Editorial: The HOS Restart Study
On the surface, it would appear the Federal Motor Carrier Safety Administration’s announcement last week that it had exceeded its goal of recruiting more than 225 truck drivers to participate in the hours-of-service restart study would be a positive development.
Opposing sides continue to have different views as to how the HOS restart changes implemented by the agency in July 2013 have affected highway safety. As Transport Topics has documented, there was enough concern that Congress saw fit to suspend the provision as part of its fiscal 2015 funding bill signed into law in December.

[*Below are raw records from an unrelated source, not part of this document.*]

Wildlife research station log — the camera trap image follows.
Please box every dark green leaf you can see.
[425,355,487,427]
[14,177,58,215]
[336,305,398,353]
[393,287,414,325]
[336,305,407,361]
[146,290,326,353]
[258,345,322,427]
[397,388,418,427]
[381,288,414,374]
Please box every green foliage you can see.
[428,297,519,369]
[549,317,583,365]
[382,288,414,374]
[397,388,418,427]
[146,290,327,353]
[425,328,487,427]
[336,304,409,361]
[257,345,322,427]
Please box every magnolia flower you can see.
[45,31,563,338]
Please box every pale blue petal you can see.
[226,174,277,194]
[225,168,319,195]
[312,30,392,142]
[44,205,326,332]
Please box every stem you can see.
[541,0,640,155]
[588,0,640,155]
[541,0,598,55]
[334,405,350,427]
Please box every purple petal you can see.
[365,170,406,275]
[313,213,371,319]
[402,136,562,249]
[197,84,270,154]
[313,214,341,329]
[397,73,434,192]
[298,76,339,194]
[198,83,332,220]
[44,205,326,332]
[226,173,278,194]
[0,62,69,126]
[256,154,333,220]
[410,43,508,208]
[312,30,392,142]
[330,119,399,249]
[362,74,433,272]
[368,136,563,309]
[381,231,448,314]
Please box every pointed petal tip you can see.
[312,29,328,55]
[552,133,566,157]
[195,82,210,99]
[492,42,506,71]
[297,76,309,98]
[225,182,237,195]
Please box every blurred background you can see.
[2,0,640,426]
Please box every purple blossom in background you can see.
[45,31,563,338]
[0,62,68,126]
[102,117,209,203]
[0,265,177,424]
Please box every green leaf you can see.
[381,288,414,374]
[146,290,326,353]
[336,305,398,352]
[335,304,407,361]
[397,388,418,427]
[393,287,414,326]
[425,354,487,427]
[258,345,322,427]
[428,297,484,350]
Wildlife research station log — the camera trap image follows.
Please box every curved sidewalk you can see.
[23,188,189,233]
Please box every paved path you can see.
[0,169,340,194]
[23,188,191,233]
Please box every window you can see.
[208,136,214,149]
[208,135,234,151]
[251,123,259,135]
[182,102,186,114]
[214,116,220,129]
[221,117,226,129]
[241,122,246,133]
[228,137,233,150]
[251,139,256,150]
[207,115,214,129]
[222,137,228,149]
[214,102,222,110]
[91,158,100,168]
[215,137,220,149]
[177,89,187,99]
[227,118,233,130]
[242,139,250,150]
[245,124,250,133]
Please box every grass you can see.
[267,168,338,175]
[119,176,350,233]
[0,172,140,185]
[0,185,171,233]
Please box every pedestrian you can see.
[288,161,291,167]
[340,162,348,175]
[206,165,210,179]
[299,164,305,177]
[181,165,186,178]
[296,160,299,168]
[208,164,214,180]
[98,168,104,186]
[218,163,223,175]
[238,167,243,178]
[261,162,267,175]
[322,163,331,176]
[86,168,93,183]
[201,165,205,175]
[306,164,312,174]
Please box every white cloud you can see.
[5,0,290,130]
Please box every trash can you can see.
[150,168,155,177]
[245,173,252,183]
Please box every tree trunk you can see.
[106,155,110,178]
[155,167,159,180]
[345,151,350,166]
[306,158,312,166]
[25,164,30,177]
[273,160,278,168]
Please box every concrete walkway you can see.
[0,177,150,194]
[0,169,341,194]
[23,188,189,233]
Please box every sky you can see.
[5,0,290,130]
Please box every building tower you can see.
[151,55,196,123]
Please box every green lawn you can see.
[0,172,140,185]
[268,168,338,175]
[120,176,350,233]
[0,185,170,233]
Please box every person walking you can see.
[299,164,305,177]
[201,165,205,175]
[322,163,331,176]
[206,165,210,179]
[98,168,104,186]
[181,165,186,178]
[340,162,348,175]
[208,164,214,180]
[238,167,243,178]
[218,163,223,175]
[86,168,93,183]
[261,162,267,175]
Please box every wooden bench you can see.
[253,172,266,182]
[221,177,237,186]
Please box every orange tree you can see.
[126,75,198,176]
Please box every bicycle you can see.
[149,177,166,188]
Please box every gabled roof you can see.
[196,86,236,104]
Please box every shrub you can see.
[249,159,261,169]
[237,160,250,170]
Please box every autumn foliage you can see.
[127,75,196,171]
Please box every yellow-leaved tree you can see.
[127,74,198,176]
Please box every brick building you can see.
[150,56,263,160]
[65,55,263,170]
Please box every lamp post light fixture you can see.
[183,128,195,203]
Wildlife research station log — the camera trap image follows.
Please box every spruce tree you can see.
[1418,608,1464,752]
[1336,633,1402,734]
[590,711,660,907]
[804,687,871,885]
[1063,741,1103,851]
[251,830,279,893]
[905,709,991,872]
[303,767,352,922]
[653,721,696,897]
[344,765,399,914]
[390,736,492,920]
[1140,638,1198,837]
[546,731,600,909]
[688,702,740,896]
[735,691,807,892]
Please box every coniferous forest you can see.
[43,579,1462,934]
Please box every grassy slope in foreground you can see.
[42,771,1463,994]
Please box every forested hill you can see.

That legislation ordered FMCSA to conduct the study to assess the safety benefits of the restart changes, which required truck drivers take off two consecutive periods of 1 a.m. to 5 a.m., adding more traffic during peak congestion periods.
It has taken the agency quite a while to get the right mix of drivers. We witnessed agency officials actively recruiting drivers for the study during the Mid-America Trucking Show in March.
From the outset, FMCSA had said the study would take five months, which has raised some question about what would happen when the fiscal year ends Sept. 30 and there is no report to Congress on the restart study. During April, FMCSA said it hoped to finish the study before the end of the calendar year.
If last week is any indication, it appears likely the restart changes still will be suspended come October.
Even before the study could get off the ground, Rep. Richard Hanna was questioning whether FMCSA will be able to reach a fair conclusion.
Speaking at an April 29 hearing, he criticized the agency for hiring the Virginia Tech Transportation Institute to oversee the study. That is the same group that conducted a separate HOS study in 2011 that was not well-received.
His comments came as a House appropriations bill advanced that would prevent the suspended 34-hour restart rule from being reinstated unless the study demonstrates “statistically significant improvement in all outcomes related to safety, operator fatigue, driver health and longevity, and work schedules” compared with drivers not operating under the restart.
Neither of these developments appears to show there is much confidence in FMCSA’s decision-making on this issue in Congress.
Combined with new research from the American Transportation Research Institute showing an increase in truck crashes after the July 2013 rule change, it becomes that much more difficult to see how FMCSA’s study will lead to a reversal of the current restart rule.